钟延玉气得发抖,明明景孤寒可以规避亲顺王的陷害,他却还是要让钟府背上这叛乱的罪名,不就是为了兵权,“那臣呢?因妒忌而伤害皇嗣的废后,陛下又打算如何将臣处置?!”

景孤寒将他拦腰抱起,丢在大床上,亲吻着少年,“朕当时所想,延玉会永远是朕的爱人,皇后这个位置也永远为你留着,可朕太过宠爱你了,钟府权势滔天,会危及皇权,皇权的集中本就是有所牺牲的,朕为了你,对钟府已经做得更好了。”

“只有钟府没有权势,成为平民百姓,你的存在才不会是威胁。”

钟延玉以为景孤寒有所苦衷,实际上也不过如此,他不负心,可他也薄情,他以为自己很重要,其实也不过如此——

“啪!”景孤寒的脸上留下了一个红印,钟延玉强撑着不掉下眼泪,狠狠推开他,“景孤寒,你给我滚!”

是他自作多情,景孤寒本就是卑鄙自私,一切早有轨迹,江山易改本性难移,他怎么能够奢望景孤寒会是为了他?怎么会想着景孤寒说不定是为了不让钟府牵扯到亲顺王当中,才将钟家逐出京外。

景孤寒却抚摸上那纤细的腰肢,眼神痴迷地看着青年的脸颊,“延玉,朕怎么可能离开,朕也不会给你离开朕的机会。”

“延玉不要恨朕,就算是你恨我又如何?你上辈子和这辈子都是我的妻。

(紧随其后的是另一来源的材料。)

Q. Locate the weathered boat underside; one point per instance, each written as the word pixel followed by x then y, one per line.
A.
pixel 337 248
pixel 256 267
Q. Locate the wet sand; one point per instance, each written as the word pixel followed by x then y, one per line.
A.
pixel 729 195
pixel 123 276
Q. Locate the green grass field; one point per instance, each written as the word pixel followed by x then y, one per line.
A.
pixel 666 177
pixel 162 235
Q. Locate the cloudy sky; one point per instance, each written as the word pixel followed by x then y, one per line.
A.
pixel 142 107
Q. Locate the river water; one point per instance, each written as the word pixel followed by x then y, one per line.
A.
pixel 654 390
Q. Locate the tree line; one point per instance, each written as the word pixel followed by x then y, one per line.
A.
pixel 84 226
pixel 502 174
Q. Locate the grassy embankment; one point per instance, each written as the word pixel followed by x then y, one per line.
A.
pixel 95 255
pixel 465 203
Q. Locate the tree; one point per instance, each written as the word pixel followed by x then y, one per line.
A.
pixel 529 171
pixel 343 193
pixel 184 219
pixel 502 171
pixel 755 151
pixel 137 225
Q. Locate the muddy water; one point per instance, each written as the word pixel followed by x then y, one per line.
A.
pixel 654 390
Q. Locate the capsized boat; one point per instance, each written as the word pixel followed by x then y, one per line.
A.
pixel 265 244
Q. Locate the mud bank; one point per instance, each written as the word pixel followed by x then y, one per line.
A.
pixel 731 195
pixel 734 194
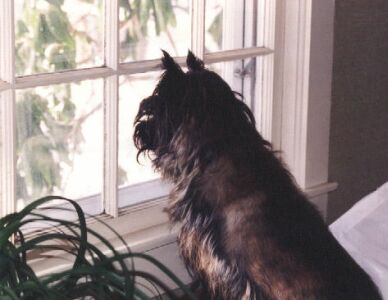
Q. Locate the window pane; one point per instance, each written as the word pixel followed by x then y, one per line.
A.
pixel 241 77
pixel 59 141
pixel 148 26
pixel 58 35
pixel 229 25
pixel 133 89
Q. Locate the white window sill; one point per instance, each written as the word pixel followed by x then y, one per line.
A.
pixel 145 228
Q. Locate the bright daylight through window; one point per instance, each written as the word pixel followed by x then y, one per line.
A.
pixel 72 74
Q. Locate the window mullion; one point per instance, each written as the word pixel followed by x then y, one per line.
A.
pixel 264 102
pixel 7 110
pixel 198 27
pixel 111 97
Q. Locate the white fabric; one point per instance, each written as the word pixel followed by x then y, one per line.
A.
pixel 363 232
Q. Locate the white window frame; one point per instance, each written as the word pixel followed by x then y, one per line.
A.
pixel 292 106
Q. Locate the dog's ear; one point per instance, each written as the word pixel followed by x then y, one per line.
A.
pixel 193 62
pixel 169 64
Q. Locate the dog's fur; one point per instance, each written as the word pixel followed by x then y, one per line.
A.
pixel 247 231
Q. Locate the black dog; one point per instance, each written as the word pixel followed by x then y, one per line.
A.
pixel 247 231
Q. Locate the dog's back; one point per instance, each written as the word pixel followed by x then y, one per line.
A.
pixel 250 226
pixel 247 231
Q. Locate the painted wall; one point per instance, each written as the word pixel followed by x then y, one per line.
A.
pixel 358 158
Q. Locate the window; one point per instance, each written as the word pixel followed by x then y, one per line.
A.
pixel 87 88
pixel 72 80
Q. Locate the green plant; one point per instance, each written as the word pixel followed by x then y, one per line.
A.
pixel 93 274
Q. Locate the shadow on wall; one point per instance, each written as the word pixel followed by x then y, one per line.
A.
pixel 359 115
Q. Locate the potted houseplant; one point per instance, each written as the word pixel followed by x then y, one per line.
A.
pixel 92 274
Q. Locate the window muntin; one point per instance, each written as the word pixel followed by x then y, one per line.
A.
pixel 116 193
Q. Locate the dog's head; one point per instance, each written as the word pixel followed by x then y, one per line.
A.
pixel 188 111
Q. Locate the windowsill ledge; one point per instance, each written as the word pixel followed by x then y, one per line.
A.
pixel 145 227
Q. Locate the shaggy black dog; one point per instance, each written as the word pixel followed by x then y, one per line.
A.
pixel 247 230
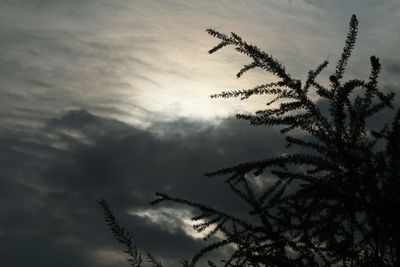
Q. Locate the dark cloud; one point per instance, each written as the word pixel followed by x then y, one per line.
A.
pixel 51 181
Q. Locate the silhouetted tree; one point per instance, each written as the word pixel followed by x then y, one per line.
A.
pixel 335 203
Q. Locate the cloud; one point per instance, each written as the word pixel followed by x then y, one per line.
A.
pixel 51 180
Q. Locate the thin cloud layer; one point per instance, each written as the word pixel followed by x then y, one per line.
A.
pixel 51 182
pixel 131 80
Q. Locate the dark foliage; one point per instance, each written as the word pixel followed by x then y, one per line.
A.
pixel 333 204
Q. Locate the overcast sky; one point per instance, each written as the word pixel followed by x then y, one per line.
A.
pixel 102 98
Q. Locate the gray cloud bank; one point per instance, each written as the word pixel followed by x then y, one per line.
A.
pixel 50 181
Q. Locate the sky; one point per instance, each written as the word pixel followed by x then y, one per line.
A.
pixel 110 99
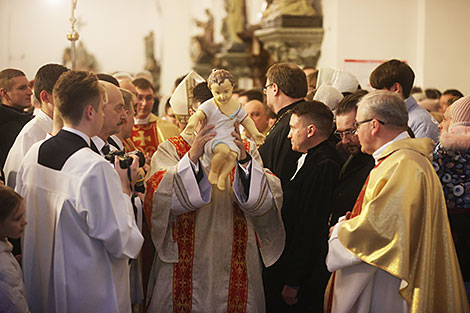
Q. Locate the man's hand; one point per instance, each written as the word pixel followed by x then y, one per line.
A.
pixel 347 216
pixel 259 139
pixel 135 174
pixel 289 295
pixel 203 136
pixel 238 141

”

他怜爱地吻去青年的眼泪,那泪水映入他的眼帘,像贯穿他心脏的裂痕。

“景孤寒!你个混账东西!我再也不会受你的骗了!”

景孤寒却还亲吻着他的脸颊,低喃道:“朕知道朕上辈子待你不好,这辈子朕会改的,延玉不要恨朕好不好?你看朕这次都没有骗你,若朕真是卑劣,只要找其他借口骗你说是为了钟府和你好,你未必不会对朕死心塌地的。”

伤口想要愈合,必须切除病变部分,谎言会有被戳穿的一天,他想要和延玉重归于好,将两人的裂缝填平,最好的办法是展开一切、剔除腐肉,而不是用欺骗粉饰太平。

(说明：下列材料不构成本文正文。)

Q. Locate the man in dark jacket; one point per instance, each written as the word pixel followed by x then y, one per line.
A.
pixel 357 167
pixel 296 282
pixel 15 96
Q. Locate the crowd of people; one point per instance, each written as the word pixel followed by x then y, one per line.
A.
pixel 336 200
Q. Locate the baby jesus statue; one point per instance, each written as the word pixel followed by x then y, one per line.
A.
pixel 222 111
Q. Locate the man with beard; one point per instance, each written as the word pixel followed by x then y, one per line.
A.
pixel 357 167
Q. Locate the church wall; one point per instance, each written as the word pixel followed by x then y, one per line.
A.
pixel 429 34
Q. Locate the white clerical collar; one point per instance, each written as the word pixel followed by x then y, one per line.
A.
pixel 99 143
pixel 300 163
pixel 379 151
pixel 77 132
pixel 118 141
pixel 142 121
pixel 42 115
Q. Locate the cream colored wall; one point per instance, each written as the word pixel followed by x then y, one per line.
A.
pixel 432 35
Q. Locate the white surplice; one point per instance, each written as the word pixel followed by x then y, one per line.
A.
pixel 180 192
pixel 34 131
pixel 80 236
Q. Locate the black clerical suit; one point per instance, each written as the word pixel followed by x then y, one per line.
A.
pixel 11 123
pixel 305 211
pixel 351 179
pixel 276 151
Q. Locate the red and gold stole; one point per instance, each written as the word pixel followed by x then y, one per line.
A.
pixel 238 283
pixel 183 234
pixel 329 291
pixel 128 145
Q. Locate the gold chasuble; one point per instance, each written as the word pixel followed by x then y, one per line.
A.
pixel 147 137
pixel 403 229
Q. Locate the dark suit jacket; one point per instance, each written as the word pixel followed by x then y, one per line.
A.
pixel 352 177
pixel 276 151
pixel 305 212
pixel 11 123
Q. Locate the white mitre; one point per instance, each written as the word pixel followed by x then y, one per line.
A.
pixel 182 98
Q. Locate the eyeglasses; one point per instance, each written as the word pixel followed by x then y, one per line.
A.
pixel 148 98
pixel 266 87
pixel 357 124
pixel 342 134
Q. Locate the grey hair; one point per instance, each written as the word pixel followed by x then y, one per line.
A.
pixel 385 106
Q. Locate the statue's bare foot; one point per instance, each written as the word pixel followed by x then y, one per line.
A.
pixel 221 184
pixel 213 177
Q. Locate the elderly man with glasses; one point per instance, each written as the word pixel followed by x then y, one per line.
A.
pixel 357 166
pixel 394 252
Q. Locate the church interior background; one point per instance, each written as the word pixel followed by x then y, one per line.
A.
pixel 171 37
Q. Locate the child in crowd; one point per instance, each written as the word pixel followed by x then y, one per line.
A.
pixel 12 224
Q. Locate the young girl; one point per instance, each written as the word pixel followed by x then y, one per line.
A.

但在此之前,他不希望钟延玉逃避他的感情,哪怕是他想要剥开自己的这颗心也好,杀了他取乐也罢,他只求钟延玉原谅他的自私。

“若是你想要朕的命,便拿去好了,延玉,不要离开朕好不好?”

他低声地哄着青年,“朕保证以后以你为重,再也不骗你了,钟府这兵权也罢,朕平乱完就给回去,你不要哭了,给朕一次机会好吗?”

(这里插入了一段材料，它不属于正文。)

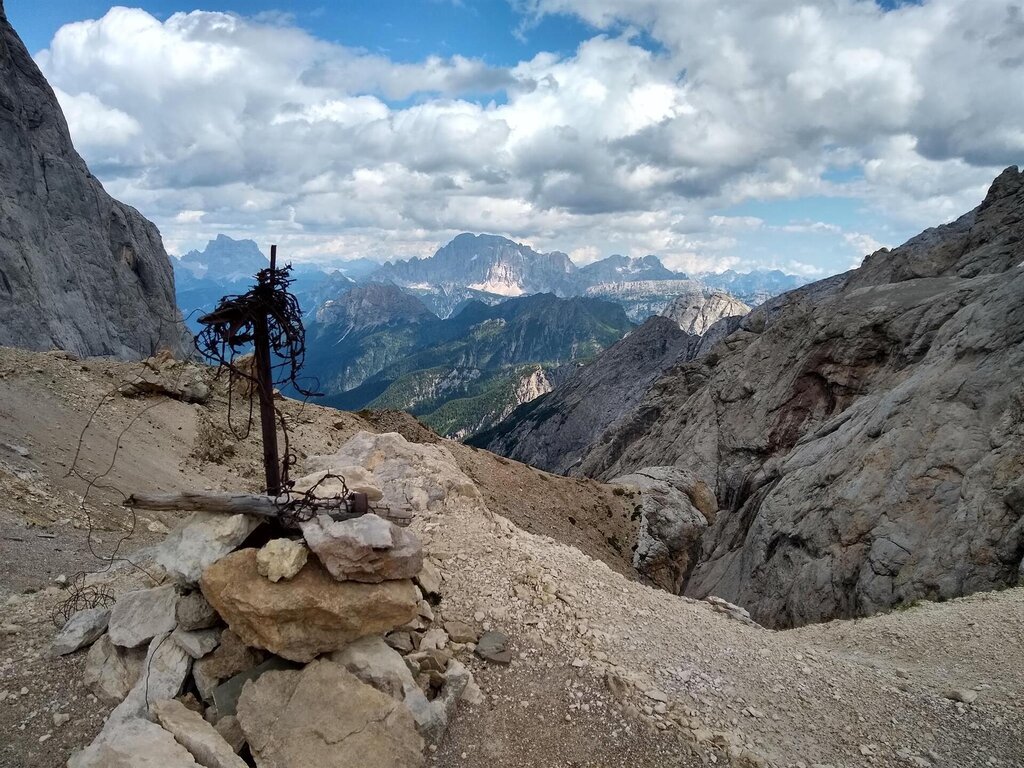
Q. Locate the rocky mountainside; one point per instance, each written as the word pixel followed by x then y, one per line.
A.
pixel 78 269
pixel 380 347
pixel 862 437
pixel 755 287
pixel 581 665
pixel 624 269
pixel 697 310
pixel 556 431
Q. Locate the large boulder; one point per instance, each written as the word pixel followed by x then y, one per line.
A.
pixel 365 549
pixel 324 716
pixel 201 541
pixel 133 743
pixel 78 269
pixel 308 614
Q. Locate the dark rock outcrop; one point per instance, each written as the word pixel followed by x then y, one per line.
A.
pixel 556 430
pixel 863 435
pixel 78 269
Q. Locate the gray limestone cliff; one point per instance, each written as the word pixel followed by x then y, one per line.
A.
pixel 863 435
pixel 78 270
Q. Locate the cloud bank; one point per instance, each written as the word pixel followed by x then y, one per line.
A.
pixel 656 135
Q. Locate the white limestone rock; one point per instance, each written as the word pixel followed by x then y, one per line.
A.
pixel 365 549
pixel 133 742
pixel 138 616
pixel 281 558
pixel 81 630
pixel 201 541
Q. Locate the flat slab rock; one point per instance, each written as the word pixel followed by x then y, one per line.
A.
pixel 307 615
pixel 324 716
pixel 140 615
pixel 201 541
pixel 81 630
pixel 366 549
pixel 197 735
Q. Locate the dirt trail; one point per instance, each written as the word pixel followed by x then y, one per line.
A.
pixel 608 672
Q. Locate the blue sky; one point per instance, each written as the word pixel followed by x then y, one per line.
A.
pixel 714 134
pixel 403 30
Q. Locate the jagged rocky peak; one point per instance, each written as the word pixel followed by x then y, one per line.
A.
pixel 375 304
pixel 488 263
pixel 78 270
pixel 225 259
pixel 619 268
pixel 699 308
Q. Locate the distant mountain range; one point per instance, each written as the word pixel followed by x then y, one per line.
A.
pixel 463 337
pixel 379 347
pixel 488 268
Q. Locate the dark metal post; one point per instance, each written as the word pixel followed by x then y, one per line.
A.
pixel 264 380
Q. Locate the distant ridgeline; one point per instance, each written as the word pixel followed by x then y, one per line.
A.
pixel 464 337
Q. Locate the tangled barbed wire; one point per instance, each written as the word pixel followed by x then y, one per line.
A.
pixel 230 330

钟延玉掉落的眼泪越多,他为什么会当初嫁给这个狗东西,他毁了他的家,他的一切,如今却还求着自己原谅他。

他怎么有脸说出这种话?

景孤寒看着青年的泪水,越是心如刀绞,哄着钟延玉的话语越发轻了,冷峻的面孔上满是柔情,抱着青年不松手。

“延玉要么杀了朕,要么原谅朕,我不想承受失去你的痛苦了……”

十几年真的会将一个人逼疯。

钟楚荀和钟延玉也是快马加鞭回的京城,他们听闻景孤寒出现在了早朝,心中担忧钟延玉,只是再快,处理完战后的收尾工作后,到底比景孤寒晚了半个月的时间。

一朝回京,他们便要匆匆进宫去见钟延玉。

而皇宫中早是大变,钟延玉的亲信依旧分布在宫中,只是无形的暗卫和锦衣卫林立,新上任的大内太监接过了徐沉的权利,逐渐将徐沉这个大太监的权利架空,钟延玉已经很少上早朝了,大多数时候是景孤寒前去。

乾清宫内,一条金色的细链锁着钟延玉的手,另一边系在景孤寒的手上,青年身上布满密密麻麻的红梅,雪白的脖颈烙印着男人的吻痕。

景孤寒坐在床边,揉了揉他的小手,嘴角带笑,缓缓说道:“延玉,岳丈和大舅兄回来了,因为你身体不好,朕便推了,让他们先回钟府休息,明日再让他们来看你。”

闻言,钟延玉迅速睁开了眼眸,他低垂着头,浑身是晶莹薄汗,只着轻薄的一件白纱,乌发垂落在他的肩膀上,洇得脸腮满是水雾,衬得一身皮肉越发雪白剔透。

“父兄回来,为何不早点告诉我?”

景孤寒喉咙发紧,抱起青年坐在自己的双腿上,嗅着他身上的清香笑了笑,“看你还在睡,就不想叫你起来了,左右不过是一天,明日也不迟,兵符朕已经差人给钟楚荀送过去了。”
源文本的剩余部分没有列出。